44. Memorandum From the Joint Chiefs of Staff to the Secretary of Defense1


  • Jet Aircraft for Vietnam (C)
Reference is made to a memorandum by the Assistant Secretary of Defense (ISA), dated 10 September 1958, subject: “Jet Aircraft for Vietnam (C)”.2
The Joint Chiefs of Staff have considered the CINCPAC message and additional items contained in the memorandum by the Assistant Secretary of Defense.

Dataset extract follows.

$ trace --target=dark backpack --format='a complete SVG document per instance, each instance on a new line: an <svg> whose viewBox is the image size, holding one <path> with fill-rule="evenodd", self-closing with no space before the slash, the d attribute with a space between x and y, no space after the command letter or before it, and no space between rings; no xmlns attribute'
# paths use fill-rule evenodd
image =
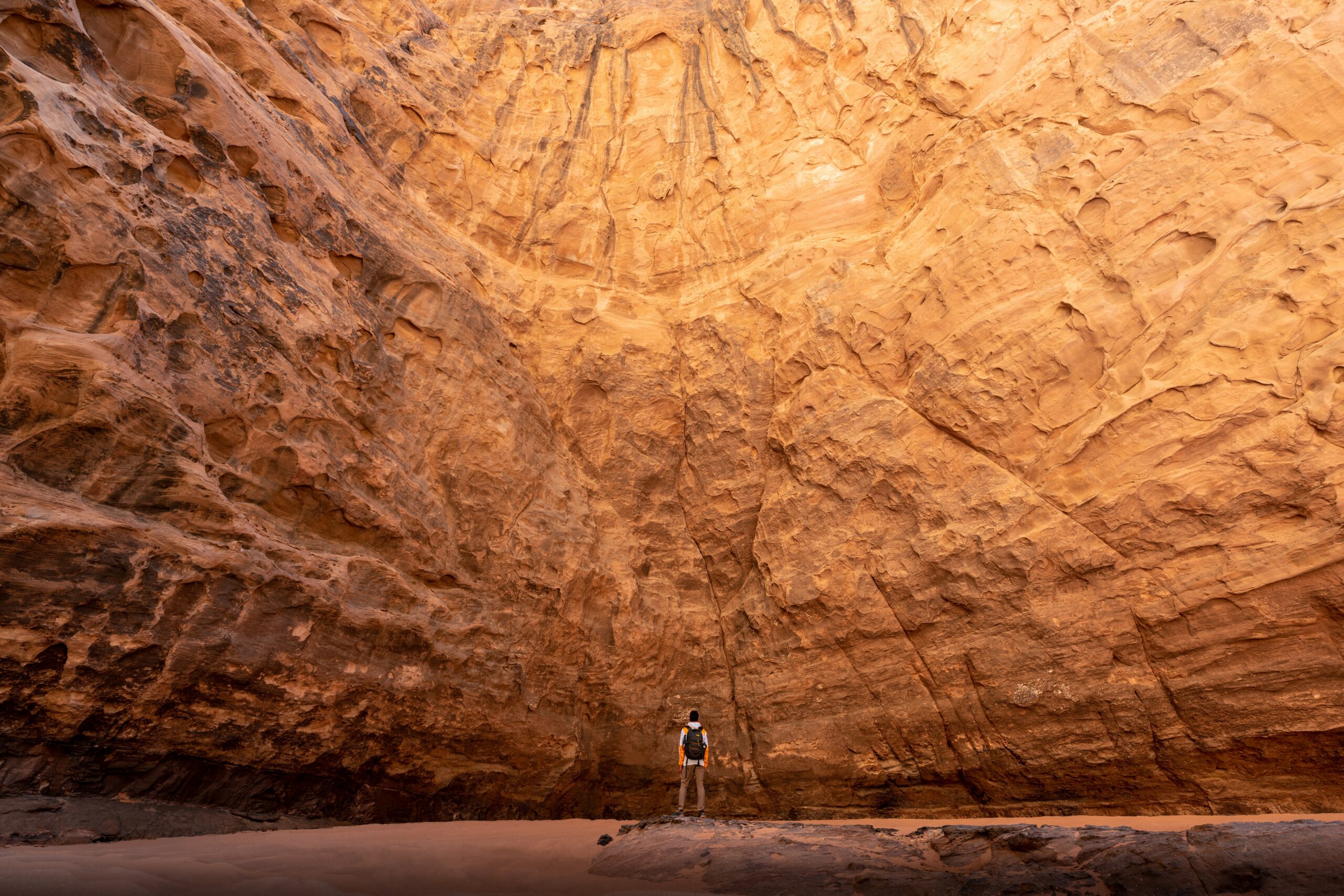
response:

Specific comments with respect to the message from CINCPAC to the Assistant Secretary of Defense (ISA) are contained in the Appendix hereto.3
The following are comments on additional items included in the memorandum by the Assistant Secretary of Defense:
There is a military requirement to modernize the Vietnamese National Air Force (VNAF) with jet aircraft as opposed to propeller aircraft. However, this requirement is secondary to the requirement for jet facilities, capable of sustained jet operations in support of U.S. contingency plans for the defense of Vietnam. Jet aircraft were included in the FY 1960 Military Assistance Program by Chief, MAAG, Vietnam primarily to provide means whereby jet facilities could be incorporated into the Vietnamese construction program and funded in the Vietnamese national budget. This program was supported by the Commander in Chief, Pacific, in recognition of the U.S. requirement for jet facilities. If, in light of the Geneva Accords, it is determined that jet aircraft cannot be delivered to the VNAF by end of CY 1960, a suitable type of propeller aircraft should be programmed to cover the interim period. In this respect, an indication from the Department of State as to an estimated time that the Geneva Accords problem might be received would materially assist the Joint Chiefs of Staff in determining the interim type propeller aircraft to be programmed, provided such an estimate can be immediately obtained.
There is a U.S. military requirement for two airfields in Vietnam capable of sustained jet operations to accommodate U.S. forces as stated above. There are currently in existence, or undergoing construction, only seven airfields in Southeast Asia that will be capable of operating jet aircraft (one in Burma, two in Malaya, and one operational and three being improved in Thailand). There is none in South Vietnam. Because of the indefinite delivery of jet aircraft to Vietnam, it is deemed advisable to request the International Cooperation Administration (ICA) to include Cape St. Jacques in addition to [Page 109] Tan Son Nhut in their program of improvement, under guise of commercial aviation. This would provide the minimum jet facilities required by U.S. military plans. The runways of these airfields should be a minimum of 9,000 feet in length.
In regard to the F8F aircraft now in the Thailand Air Force, there are no replacement aircraft in the FY 1959/1 approved Military Assistance Program. It would be most undesirable to augment the Vietnam F8F aircraft with discarded F8F’s from Thailand, even if they were available, while Thailand was provided jet aircraft. Such action might introduce political and psychological complications of serious import. Considering this fact and the logistic problem involved, it is evident that the utilization of F8F aircraft in Thailand to prolong the period for which Vietnamese Air Force can be equipped with this type aircraft is not practicable.
As indicated in subparagraph b above, the Joint Chiefs of Staff have considered the other jet facilities located or to be located in adjacent Southeast Asia areas.
For the Joint Chiefs of Staff:
Maxwell D. Taylor
General United States Army
  1. Source: Washington National Records Center, OSD/ISA Files: FRC 62 A 1698, 451.2 Vietnam. Secret.
  2. Not printed. (Ibid.)
  3. Not printed, but see footnote 6, Document 25.